How To Fix Your Scalene Muscle Pain

What is the scalene muscle?  

The scalenes are a group of muscles found in both sides of your neck. They are made up of three muscles: the anterior scalene, the middle scalene and the posterior scalene.  

The muscles attach to the bones from the transverse processes of the vertebrae (bones of the spine) and on the first two ribs. The graph below provides more detailed information.  

Scalene Anterior Anterior tubercle of transverse process of C3-C6 Tubercle of the first rib 
Scalene Middle Posterior tubercle of transverse process of C2-C7 Upper surface of the first rib (behind the subclavian artery) 
Scalene Posterior Posterior tubercle of transverse process of C5-C7 Lateral surface of the second rib  

The function of the scalene is to flex and rotate the neck. These movements allow you to bend your head forward, bend your head side to side and turn your chin so you can look side to side. They may also function by assisting with breathing by lifting the first two ribs. 

The Cause of Scalene Muscle Pain

There are many conditions that may cause scalene muscle pain.

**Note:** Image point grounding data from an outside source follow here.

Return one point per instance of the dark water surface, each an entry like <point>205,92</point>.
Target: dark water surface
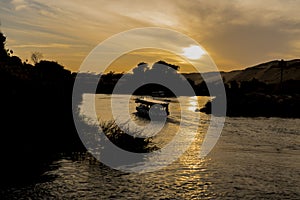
<point>255,158</point>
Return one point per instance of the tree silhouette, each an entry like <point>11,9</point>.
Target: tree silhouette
<point>36,57</point>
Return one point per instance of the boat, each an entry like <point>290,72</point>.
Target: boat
<point>152,108</point>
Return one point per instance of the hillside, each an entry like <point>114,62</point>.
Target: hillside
<point>268,73</point>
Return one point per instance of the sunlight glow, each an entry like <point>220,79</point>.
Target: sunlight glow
<point>193,52</point>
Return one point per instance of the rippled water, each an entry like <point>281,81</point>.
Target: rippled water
<point>255,158</point>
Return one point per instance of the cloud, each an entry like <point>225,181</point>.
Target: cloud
<point>236,33</point>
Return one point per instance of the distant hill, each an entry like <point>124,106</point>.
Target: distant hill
<point>268,73</point>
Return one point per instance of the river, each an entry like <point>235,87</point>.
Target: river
<point>255,158</point>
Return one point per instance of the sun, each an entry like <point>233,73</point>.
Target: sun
<point>193,52</point>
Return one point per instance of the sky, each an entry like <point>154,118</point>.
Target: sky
<point>235,33</point>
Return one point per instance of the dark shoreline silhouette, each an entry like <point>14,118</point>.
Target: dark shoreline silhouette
<point>36,108</point>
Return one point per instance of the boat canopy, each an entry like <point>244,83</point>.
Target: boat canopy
<point>151,102</point>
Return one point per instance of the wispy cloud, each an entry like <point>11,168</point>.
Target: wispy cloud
<point>236,33</point>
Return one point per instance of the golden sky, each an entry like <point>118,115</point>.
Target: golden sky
<point>235,33</point>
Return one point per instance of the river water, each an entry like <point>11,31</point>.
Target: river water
<point>255,158</point>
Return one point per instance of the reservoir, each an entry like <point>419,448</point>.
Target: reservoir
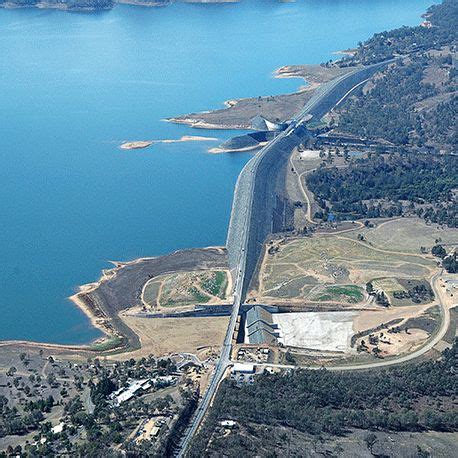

The following are the most common causes: 

  • Whiplash 
  • Excessive coughing 
  • Breathing problems 
  • Sleeping on your stomach 
  • Carrying heavy backpacks or bags 
  • Wearing something tight around the neck 
  • Poor posture  
  • Stress 
  • Torticollis – a condition where your neck may stay contracted (tightened) in certain positions. 

Scalene Muscles and Referred pain: 

The number 1 thing you need to know about the scalene muscle is that pain within the scalene is often felt elsewhere within the body. This is known as referred pain.  

Scalenes - Massage Rx news
Image source: Massage Rx News

As seen in the picture above, the scalene muscles can refer pain to the chest, upper back, shoulder, arms, wrist, hand and thumb. Due to the unusual pain referral patterns occurring from these trigger points, people may mistake their scalene muscle pain as chest pain, arm pain or hand pain. A soft tissue occupational therapist will be able to properly diagnose if you have scalene muscle pain and treat accordingly.  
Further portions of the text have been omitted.